ABOUT ME
I am a fourth-year Ph.D. student in the Department of Electrical and Computer Engineering at the University of Wisconsin–Madison, advised by Prof. Tsung-Wei (TW) Huang. My research focuses on task graph partitioning, parallel computing, and design automation. My programming skills mainly include C/C++ and CUDA C++. Recently, I have been working on memory-bound GPU acceleration problems, including FDTD simulation and SSTA. With strong support from my research group and collaborators, I have published papers at top-tier conferences including DAC, ICCAD, and ISPD. Outside of research, I enjoy driving manual cars in my free time — save the manuals!
Experiences
- Worked on GPU-accelerated Statistical Static Timing Analysis.
- Designed PASTA, a fast task-graph partitioner for static timing analysis (STA), with both a parallel CPU version (C-PASTA ISPD’24) and a GPU version (G-PASTA DAC’24). PASTA aims to reduce task-scheduling overhead by partitioning the original task graph into a smaller graph without affecting too much its parallelism.

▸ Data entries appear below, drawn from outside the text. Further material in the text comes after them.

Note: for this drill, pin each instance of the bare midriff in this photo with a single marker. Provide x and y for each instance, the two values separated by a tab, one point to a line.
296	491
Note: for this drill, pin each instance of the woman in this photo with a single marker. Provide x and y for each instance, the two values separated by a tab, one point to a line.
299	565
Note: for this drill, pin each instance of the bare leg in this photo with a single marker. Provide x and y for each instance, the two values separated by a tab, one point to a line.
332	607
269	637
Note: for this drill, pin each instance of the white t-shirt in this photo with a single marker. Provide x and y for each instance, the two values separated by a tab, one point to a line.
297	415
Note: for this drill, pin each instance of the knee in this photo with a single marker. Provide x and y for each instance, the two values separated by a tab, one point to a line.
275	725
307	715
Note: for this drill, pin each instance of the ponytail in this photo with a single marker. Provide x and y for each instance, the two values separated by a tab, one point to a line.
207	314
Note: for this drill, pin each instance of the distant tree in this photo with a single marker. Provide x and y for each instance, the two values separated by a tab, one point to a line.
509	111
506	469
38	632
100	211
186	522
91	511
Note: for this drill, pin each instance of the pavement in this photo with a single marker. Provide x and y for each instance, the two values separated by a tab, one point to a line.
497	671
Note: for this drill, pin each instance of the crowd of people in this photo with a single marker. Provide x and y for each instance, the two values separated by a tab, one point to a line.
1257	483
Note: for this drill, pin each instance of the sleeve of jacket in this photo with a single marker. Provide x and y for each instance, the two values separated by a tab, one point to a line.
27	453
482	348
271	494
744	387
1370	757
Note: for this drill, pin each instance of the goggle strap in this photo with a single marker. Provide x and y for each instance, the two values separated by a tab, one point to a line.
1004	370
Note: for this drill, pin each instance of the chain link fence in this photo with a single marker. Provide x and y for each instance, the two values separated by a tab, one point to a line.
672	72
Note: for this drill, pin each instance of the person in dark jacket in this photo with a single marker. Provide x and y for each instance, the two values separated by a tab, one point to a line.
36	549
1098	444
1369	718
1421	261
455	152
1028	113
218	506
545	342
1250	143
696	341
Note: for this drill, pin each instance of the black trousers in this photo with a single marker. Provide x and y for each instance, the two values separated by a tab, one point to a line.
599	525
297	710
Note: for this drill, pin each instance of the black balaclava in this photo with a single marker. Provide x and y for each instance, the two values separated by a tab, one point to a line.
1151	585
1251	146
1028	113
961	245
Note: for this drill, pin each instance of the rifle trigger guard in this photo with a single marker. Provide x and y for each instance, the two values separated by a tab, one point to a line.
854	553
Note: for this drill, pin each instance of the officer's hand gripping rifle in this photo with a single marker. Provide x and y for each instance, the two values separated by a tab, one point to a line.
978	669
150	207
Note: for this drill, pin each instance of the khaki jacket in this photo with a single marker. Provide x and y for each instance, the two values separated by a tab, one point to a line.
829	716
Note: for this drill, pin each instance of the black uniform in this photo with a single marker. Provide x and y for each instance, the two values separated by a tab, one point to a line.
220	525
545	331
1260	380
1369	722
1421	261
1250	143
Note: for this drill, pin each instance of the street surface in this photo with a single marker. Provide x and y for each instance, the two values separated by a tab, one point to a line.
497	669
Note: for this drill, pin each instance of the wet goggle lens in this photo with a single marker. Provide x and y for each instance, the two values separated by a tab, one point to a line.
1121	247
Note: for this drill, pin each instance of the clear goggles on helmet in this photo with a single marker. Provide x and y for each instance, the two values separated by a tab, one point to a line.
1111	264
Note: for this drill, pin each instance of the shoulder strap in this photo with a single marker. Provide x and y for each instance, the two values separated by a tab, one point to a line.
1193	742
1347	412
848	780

- Designed iTAP, an incremental task graph partitioner for STA built on top of PASTA (ASP-DAC’25). iTAP aims to further reduce the partitionig runtime by incrementally updating the partitioned task graph, avoiding fully repartition the entire graph when only a small portion of the graph changes.
- Implemented an efficient GPU kernel for Finite-Difference Time-Domain (FDTD) simulation that applies diamond tiling to exploit temporal data reuse in shared memory, achieving ~40% speedup over a state-of-the-art implementation on a 4M-cell problem.

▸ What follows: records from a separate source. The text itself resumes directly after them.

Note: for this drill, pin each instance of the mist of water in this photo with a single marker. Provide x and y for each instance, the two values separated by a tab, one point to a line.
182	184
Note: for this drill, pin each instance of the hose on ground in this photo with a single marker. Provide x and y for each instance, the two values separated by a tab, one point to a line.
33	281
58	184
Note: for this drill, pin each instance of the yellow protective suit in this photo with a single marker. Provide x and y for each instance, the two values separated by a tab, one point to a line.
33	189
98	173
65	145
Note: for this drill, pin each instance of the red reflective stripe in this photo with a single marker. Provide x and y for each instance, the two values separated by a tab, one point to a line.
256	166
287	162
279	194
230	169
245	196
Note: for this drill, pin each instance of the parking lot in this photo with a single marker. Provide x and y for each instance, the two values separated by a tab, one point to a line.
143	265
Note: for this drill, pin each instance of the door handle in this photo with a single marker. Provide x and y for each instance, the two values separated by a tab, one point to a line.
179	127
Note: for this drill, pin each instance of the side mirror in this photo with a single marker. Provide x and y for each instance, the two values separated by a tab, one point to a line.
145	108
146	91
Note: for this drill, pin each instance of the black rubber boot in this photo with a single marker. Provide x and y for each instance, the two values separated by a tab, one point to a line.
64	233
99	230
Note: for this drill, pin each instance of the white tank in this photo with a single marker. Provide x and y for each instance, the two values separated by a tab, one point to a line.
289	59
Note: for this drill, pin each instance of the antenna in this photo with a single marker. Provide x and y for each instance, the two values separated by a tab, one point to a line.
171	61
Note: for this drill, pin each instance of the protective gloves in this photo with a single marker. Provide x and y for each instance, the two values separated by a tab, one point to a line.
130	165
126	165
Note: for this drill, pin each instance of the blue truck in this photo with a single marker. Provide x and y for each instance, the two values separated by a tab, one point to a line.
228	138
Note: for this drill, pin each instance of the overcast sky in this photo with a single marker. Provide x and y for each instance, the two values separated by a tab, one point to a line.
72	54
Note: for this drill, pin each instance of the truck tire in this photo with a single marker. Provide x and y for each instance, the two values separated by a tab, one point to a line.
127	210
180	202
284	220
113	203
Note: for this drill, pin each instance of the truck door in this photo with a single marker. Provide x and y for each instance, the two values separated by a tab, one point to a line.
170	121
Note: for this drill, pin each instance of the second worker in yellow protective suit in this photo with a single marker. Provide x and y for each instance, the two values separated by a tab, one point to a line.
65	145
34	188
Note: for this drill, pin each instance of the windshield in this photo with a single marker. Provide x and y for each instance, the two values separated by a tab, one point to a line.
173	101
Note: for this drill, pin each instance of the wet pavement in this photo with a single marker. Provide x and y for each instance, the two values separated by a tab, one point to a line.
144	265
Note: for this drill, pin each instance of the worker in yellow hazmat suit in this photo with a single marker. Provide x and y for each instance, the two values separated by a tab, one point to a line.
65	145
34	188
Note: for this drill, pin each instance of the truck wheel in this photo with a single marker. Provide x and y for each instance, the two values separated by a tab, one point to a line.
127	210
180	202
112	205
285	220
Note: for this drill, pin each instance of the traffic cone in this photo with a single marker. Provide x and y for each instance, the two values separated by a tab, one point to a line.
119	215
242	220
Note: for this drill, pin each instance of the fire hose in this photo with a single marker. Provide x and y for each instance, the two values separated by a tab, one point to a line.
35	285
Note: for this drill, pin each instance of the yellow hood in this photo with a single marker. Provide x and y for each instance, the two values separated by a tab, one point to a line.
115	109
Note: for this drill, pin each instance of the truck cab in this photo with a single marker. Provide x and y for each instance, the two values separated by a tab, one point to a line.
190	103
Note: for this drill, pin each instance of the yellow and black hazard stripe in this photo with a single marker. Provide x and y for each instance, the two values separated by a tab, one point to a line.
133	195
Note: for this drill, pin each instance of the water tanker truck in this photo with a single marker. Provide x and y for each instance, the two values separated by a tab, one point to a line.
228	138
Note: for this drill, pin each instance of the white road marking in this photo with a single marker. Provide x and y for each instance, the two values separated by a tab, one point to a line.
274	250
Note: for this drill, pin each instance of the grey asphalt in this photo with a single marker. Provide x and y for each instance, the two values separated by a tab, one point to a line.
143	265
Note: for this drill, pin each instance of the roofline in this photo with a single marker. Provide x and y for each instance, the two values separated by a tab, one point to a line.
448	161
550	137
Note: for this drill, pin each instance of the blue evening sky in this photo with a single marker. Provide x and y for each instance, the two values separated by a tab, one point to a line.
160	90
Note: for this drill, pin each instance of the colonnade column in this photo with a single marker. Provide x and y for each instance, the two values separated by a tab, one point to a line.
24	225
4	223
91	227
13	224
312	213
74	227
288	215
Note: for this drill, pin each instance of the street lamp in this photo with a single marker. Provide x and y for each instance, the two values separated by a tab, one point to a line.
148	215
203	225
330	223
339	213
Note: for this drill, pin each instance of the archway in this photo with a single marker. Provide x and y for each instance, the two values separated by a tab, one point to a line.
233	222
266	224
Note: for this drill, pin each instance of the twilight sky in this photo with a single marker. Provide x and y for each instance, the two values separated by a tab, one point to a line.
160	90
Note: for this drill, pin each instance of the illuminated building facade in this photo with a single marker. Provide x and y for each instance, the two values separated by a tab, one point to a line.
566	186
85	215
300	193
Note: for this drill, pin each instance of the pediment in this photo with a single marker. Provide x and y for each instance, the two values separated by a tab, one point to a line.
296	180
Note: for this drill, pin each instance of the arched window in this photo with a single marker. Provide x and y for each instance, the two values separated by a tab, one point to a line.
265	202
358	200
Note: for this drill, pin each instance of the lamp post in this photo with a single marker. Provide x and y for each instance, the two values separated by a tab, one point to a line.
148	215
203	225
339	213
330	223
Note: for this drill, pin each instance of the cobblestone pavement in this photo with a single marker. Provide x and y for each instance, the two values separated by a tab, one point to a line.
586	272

- Designed G-STAR, a GPU-accelerated statistical static timing analysis algorithm using level-by-level replication. G-STAR aims to enable efficient levelized data propagation for memory-bound workloads whose full level list cannot fit in GPU memory at once.
- Implemented various task graph partitioners (Repcut, Vivek’s, GDCA) to speed up the update timing process in OpenTimer.

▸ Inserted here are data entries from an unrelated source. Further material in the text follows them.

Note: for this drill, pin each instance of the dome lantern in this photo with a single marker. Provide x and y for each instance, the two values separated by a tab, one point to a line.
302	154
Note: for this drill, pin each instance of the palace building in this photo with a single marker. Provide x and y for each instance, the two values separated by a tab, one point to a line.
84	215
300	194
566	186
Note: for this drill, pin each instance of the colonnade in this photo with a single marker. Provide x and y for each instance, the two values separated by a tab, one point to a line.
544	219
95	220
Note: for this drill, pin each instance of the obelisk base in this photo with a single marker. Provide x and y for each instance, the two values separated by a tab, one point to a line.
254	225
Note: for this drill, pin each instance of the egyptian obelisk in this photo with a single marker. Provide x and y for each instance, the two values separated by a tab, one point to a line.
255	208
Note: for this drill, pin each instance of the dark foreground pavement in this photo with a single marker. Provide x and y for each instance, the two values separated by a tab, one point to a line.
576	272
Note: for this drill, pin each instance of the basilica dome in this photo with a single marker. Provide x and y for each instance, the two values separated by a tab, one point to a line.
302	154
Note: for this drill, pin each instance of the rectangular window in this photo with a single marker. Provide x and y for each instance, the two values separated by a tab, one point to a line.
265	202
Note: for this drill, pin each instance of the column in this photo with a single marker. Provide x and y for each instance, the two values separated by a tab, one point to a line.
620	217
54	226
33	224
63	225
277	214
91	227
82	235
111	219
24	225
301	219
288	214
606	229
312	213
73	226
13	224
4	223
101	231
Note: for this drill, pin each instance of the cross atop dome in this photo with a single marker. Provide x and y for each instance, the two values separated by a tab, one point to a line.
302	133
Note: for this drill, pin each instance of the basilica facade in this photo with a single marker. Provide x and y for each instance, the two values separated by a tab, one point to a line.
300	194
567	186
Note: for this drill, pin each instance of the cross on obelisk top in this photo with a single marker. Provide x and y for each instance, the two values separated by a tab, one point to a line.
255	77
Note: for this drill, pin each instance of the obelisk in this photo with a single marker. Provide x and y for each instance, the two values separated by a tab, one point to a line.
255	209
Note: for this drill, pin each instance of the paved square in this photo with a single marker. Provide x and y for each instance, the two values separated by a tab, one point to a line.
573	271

- Implemented R-tree motion planning algorithm for 2-D space searching in MATLAB.
- Implemented a simple five-layer CNN inference phrase based on the systolic array architecture on a PYNQ-Z1 FPGA board. Data is pre-trained in PC with PyTorch and loaded into DRAM through UART. The CNN computation part is implemented in Verilog on the FPGA part of the board. Data transfer is controlled by the SoC ZYNQ processor programmed in C.
- Implemented a parser in JavaScript with RapidWright library to parse the placement information in Xilinx’s Vivado Design Tools. The output of the parser, which contains the placement information from Vivado, can be used as input to academic placers to improve the placement results from Vivado. The improved placement results from the academic placers can then be inputted back to Vivado to finish the later routing process.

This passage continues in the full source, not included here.